Matsubara Noriaki, Miyachi Shigeru, Hososhima Osamu, Izumi Takashi, Ohshima Tomotaka, Tsurumi Arihito, Kinkori Takeshi, Yoshida Jun
Department of Neurosurgery, Nagoya University School of Medicine, 65 Tsurumai-cho, Showa-ku, Nagoya-shi, Aichi 466-8550, Japan.
No Shinkei Geka. 2008 Jun;36(6):513-20.
Neuroendovascular treatment (NET) is an effective and minimally invasive procedure used for patients with vascular disease of the central nervous system. The purpose of this study was to examine anxiety levels using standardized psychometric tools and an original questionnaire among patients before and after NET.
A total of 40 patients who underwent NET were included. There were 18 patients with unruptured cerebral aneurysm, 18 with carotid stenosis, and 4 other cases. Patients were asked to complete a State-Trait Anxiety Inventory (STAI) and also to fill out a questionnaire about perioperative anxiety. It elicited the following information: (a) state-anxiety score and level before and after NET; (b) trait-anxiety score and level before and after NET; and (c) perioperative anxiety about NET. In all cases, the procedure was performed under local anesthesia.
The preprocedural state-anxiety score was high in many patients (82%). The principal cause of the preprocedural anxiety was the procedure-related complications (92%). Patients with cerebral aneurysm experienced anxiety during the procedure because they could not know which stage of the procedure was involved. Their state-anxiety score was improved in the postprocedural examination (88%). However, patients were still anxious about postoperative complications and recurrence, particularly those with cerebral aneurysm. Patients with cerebral aneurysm generally tended to experience a higher level of anxiety than those with carotid stenosis.

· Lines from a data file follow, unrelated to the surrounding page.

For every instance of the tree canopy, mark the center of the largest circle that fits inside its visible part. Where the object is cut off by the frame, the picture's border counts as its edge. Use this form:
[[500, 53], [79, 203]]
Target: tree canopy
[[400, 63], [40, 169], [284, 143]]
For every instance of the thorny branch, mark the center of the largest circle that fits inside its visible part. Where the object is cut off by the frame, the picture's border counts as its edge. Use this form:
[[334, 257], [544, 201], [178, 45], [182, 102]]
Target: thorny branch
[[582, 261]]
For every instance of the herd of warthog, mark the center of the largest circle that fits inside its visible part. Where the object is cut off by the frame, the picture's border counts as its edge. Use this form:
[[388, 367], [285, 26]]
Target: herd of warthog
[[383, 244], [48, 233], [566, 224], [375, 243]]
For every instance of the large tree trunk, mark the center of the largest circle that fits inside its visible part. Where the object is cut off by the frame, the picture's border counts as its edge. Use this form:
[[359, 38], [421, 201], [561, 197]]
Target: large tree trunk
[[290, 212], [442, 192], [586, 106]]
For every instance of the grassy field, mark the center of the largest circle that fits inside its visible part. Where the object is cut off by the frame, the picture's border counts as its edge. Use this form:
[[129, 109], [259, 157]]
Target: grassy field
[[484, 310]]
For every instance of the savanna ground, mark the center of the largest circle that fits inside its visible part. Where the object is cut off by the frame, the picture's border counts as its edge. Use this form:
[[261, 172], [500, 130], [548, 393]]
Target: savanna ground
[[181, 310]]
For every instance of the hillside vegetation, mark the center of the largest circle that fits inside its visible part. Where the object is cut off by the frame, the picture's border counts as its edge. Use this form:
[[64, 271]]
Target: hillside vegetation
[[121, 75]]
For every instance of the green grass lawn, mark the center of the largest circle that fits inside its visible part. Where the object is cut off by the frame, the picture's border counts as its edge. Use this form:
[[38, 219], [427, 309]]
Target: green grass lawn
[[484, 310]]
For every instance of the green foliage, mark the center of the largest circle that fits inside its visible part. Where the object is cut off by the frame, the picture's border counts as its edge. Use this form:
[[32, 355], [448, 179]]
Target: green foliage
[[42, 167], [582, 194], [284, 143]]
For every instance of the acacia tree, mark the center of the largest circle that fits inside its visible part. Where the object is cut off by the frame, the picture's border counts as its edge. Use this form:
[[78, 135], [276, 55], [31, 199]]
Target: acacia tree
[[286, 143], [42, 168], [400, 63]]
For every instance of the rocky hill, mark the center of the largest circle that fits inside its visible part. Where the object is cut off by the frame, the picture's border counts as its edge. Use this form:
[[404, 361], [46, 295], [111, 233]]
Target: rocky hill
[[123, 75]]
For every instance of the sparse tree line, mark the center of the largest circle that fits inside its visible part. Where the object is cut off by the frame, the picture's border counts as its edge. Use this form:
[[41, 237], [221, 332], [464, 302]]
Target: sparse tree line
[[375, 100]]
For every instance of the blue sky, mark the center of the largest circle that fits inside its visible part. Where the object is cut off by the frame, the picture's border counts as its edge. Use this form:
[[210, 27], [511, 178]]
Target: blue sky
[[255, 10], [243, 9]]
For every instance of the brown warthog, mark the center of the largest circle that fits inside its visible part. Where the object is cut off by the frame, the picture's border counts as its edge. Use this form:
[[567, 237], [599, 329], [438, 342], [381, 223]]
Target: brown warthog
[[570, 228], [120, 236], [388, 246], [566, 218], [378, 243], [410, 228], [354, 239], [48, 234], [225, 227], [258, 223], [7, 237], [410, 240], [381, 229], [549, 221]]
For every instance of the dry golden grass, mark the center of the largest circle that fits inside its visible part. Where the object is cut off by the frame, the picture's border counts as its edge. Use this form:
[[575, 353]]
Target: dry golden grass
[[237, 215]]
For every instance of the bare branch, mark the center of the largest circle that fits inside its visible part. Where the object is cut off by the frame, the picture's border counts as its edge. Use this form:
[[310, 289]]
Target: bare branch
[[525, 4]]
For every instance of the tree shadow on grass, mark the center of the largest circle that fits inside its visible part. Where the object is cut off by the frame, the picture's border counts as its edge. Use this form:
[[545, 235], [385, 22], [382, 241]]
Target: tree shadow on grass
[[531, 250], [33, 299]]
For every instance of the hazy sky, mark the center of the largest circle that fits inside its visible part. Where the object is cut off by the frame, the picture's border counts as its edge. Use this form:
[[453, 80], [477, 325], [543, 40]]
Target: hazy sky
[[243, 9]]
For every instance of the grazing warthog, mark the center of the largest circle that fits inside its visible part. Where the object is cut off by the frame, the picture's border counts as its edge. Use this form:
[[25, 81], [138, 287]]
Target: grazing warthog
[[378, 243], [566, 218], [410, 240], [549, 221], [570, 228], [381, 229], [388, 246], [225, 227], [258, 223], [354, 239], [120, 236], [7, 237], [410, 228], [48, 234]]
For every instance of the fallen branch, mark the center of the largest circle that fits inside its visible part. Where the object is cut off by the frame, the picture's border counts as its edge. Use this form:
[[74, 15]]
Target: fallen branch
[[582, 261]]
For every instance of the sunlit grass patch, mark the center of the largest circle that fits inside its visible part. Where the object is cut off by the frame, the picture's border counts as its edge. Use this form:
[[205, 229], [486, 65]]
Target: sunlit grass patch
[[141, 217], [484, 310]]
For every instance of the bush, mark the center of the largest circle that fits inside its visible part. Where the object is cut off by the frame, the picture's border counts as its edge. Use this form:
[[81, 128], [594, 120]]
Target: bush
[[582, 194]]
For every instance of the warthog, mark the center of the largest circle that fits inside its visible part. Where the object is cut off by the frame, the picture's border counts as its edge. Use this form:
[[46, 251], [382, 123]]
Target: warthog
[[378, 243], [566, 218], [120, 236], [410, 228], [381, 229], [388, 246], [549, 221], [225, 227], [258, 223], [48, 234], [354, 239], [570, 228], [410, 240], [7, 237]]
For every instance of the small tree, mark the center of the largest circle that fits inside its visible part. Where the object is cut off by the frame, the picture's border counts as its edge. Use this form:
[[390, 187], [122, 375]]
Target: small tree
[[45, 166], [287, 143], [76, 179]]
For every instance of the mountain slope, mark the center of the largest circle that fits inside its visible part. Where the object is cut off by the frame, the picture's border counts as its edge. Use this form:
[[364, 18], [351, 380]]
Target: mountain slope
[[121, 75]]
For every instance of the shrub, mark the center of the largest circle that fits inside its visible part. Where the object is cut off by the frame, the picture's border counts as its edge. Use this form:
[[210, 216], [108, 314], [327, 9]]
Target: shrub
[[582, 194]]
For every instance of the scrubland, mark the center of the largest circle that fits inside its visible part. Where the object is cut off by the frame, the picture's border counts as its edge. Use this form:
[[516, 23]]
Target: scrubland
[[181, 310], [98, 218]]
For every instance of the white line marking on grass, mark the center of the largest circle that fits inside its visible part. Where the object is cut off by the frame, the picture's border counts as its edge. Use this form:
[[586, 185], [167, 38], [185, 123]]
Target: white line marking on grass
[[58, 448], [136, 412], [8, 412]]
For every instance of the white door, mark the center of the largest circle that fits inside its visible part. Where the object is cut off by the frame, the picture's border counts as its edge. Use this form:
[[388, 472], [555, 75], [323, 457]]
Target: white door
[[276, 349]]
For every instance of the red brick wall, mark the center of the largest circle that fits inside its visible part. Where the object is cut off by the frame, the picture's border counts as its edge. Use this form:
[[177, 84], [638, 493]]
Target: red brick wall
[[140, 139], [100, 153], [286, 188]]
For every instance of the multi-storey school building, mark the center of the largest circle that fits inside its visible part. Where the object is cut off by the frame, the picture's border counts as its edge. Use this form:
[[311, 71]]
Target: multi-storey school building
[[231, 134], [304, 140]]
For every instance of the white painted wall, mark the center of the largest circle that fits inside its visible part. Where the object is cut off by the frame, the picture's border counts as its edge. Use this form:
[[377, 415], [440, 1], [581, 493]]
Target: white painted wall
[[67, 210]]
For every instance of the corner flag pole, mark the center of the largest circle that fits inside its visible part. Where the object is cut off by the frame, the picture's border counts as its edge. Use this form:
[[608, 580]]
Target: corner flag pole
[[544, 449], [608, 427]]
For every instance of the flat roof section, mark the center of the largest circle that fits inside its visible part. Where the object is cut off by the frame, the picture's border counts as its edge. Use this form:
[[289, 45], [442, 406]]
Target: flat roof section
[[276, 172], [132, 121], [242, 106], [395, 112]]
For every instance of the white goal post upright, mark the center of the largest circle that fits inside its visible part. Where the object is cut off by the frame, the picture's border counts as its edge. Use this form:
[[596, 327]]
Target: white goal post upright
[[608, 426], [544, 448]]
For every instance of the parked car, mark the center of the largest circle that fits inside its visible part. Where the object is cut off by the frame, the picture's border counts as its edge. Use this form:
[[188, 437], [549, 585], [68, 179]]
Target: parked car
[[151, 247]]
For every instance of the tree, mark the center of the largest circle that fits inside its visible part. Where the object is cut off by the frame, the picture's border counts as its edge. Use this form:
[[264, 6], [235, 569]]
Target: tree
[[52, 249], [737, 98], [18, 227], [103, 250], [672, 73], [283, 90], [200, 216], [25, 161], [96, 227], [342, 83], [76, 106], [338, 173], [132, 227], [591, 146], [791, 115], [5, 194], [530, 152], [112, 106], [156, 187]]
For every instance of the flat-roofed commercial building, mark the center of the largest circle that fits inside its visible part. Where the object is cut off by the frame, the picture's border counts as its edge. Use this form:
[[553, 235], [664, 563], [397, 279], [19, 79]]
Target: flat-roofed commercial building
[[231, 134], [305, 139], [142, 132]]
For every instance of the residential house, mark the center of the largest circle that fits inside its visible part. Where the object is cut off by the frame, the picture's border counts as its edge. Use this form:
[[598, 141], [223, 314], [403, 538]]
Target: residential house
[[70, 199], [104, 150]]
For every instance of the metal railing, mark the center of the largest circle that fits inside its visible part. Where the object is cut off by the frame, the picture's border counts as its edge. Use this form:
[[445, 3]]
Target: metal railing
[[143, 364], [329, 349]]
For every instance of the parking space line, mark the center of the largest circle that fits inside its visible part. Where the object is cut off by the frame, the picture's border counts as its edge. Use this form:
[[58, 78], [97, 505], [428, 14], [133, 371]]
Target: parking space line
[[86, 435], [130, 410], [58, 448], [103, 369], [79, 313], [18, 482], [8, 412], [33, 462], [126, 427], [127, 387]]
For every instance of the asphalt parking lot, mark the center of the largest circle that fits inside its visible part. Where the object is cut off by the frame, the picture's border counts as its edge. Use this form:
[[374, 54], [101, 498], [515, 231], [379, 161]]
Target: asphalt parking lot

Though NET is apt to be thought as a relatively easy procedure, patients actually felt much anxiety, especially those with cerebral aneurysm. Due care for perioperative anxiety in patients who undergo NET is important.
神经血管内治疗(NET)是用于中枢神经系统血管疾病患者的一种有效且微创的手术。本研究的目的是使用标准化心理测量工具和一份原创问卷来检测NET患者术前和术后的焦虑水平。
共纳入40例接受NET的患者。其中有18例未破裂脑动脉瘤患者,18例颈动脉狭窄患者,以及4例其他病例。要求患者完成一份状态-特质焦虑量表(STAI),并填写一份关于围手术期焦虑的问卷。该问卷获取了以下信息:(a)NET术前和术后的状态焦虑评分及水平;(b)NET术前和术后的特质焦虑评分及水平;(c)对NET的围手术期焦虑。所有病例均在局部麻醉下进行手术。
许多患者术前状态焦虑评分较高(82%)。术前焦虑的主要原因是与手术相关的并发症(92%)。脑动脉瘤患者在手术过程中会感到焦虑,因为他们不知道手术处于哪个阶段。术后检查时他们的状态焦虑评分有所改善(88%)。然而,患者仍对术后并发症和复发感到焦虑,尤其是脑动脉瘤患者。脑动脉瘤患者通常比颈动脉狭窄患者更容易出现较高水平的焦虑。
尽管NET往往被认为是一种相对简单的手术,但患者实际上感到非常焦虑,尤其是脑动脉瘤患者。对接受NET的患者围手术期焦虑给予充分关注很重要。